A presentare la serata è stata la dottoressa Paola Tagliano, mentre il presidente di Aperta-Mente Cristian Formichella ha fatto gli onori di casa in un appuntamento che ha riunito anche il gruppo Adel e la Guardia Nazionale ODV. L’autrice Lidia Laudani ha dialogato con il pubblico partendo dal suo libro, ma soprattutto dal materiale umano che lo attraversa. Alla domanda sul rapporto tra sé e la protagonista, ha spiegato che in Pascal c’è molto della sua essenza, ma che lei non coincide con il personaggio. Ha però lasciato emergere un dato preciso: anche dietro quelle pagine ci sono ferite, esperienza vissuta, memoria personale.
🎭 Tra intervista e rappresentazione
La serata ha tenuto insieme due piani. Da una parte l’intervista all’autrice, dall’altra una vera restituzione scenica dei passaggi emotivi del romanzo. A dare voce al testo è stato anche l’attore Filippo Verga, che ha accompagnato alcuni momenti con letture e interpretazioni. Così il racconto di Beatrice Pascal non è rimasto chiuso nella dimensione letteraria, ma si è trasformato in una narrazione quasi fisica, fatta di voce, pause, sguardi e tensione.
Lo stesso Filippo Verga, nel corso dell’incontro, ha richiamato anche una propria esperienza di vessazioni e manipolazioni, in quel caso subite da una donna. Un passaggio che ha allargato il discorso oltre gli schemi più prevedibili e ha riportato al centro il punto vero della serata: la violenza psicologica e relazionale può assumere forme diverse, ma lascia segni profondi e spesso invisibili.
🛡️ Il contributo delle istituzioni e delle associazioni
Tra gli ospiti è intervenuto anche il sindaco di Pero, Antonino Abbate, mentre per l’Arma ha preso la parola il comandante della stazione dei carabinieri di Pero, il tenente Mauro Palmeri. Il suo intervento si è concentrato soprattutto sul modo in cui vengono affrontate le situazioni di conflitto familiare: separare le persone coinvolte, ascoltarle singolarmente, osservare anche i dettagli che possono sembrare minimi e, quando il quadro non convince, accompagnare tutti in caserma per capire meglio cosa stia realmente accadendo.

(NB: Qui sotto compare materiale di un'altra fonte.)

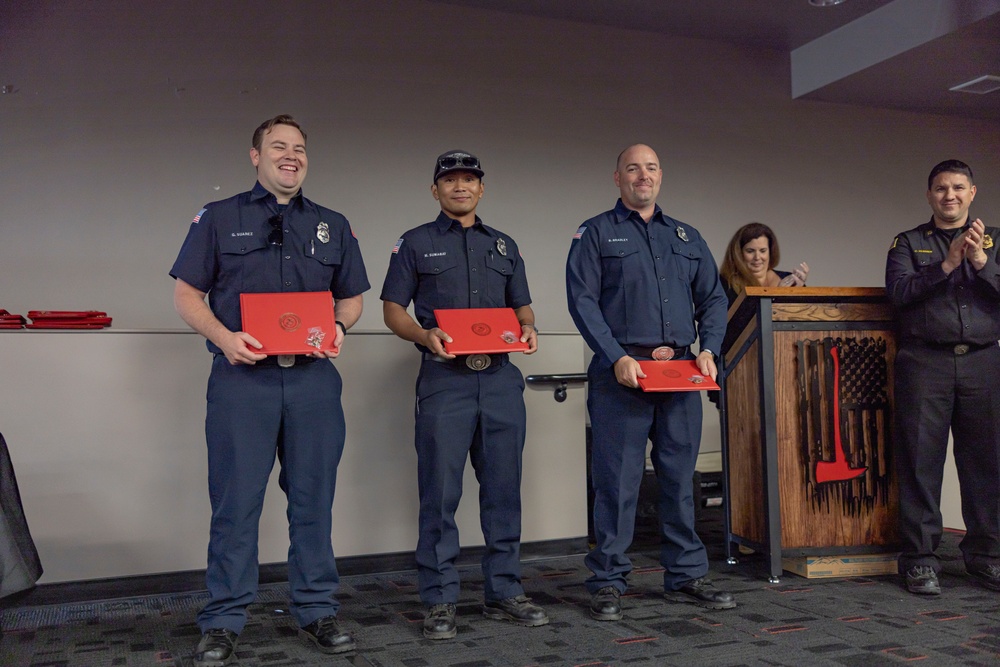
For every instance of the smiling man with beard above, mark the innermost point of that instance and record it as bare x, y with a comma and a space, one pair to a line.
471, 406
944, 280
642, 285
271, 239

Il tenente Palmeri ha insistito su un aspetto emerso con forza durante la serata: spesso, fuori dall’ambiente domestico, le donne riescono a parlare con maggiore libertà. Ed è lì, in quello spazio separato dalla pressione della casa e del controllo, che possono emergere particolari decisivi. Un richiamo operativo, concreto, che ha dato all’incontro un peso ulteriore, ben oltre la dimensione simbolica della presentazione.

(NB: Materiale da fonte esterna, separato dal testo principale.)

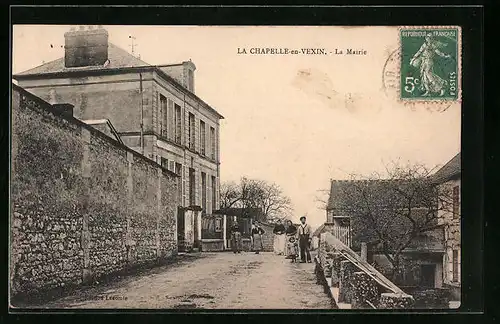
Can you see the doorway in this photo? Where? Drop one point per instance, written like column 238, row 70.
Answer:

🥋 Il corso di autodifesa che parte da Ossona
Nel finale, la serata si è spostata dal racconto alla proposta concreta. I presidenti della Guardia Nazionale ODV, Ilaria Maria Preti, e di Adel – Donne eternamente libere, Eliana Mereghetti, hanno presentato il corso di autodifesa per la donna che si terrà a Ossona a partire da questo mese di aprile. L’annuncio ha raccolto interesse immediato e, da quanto emerso in sala, diverse persone hanno chiesto di poter partecipare.
È stato questo, probabilmente, il passaggio che ha dato il senso più netto all’intero incontro di Pero: non solo parlare di violenza, non solo riconoscerla, ma provare a costruire strumenti, rete e consapevolezza. Il libro di Lidia Laudani è stato il punto di partenza. Il resto è diventato qualcosa di più vicino alla vita quotidiana.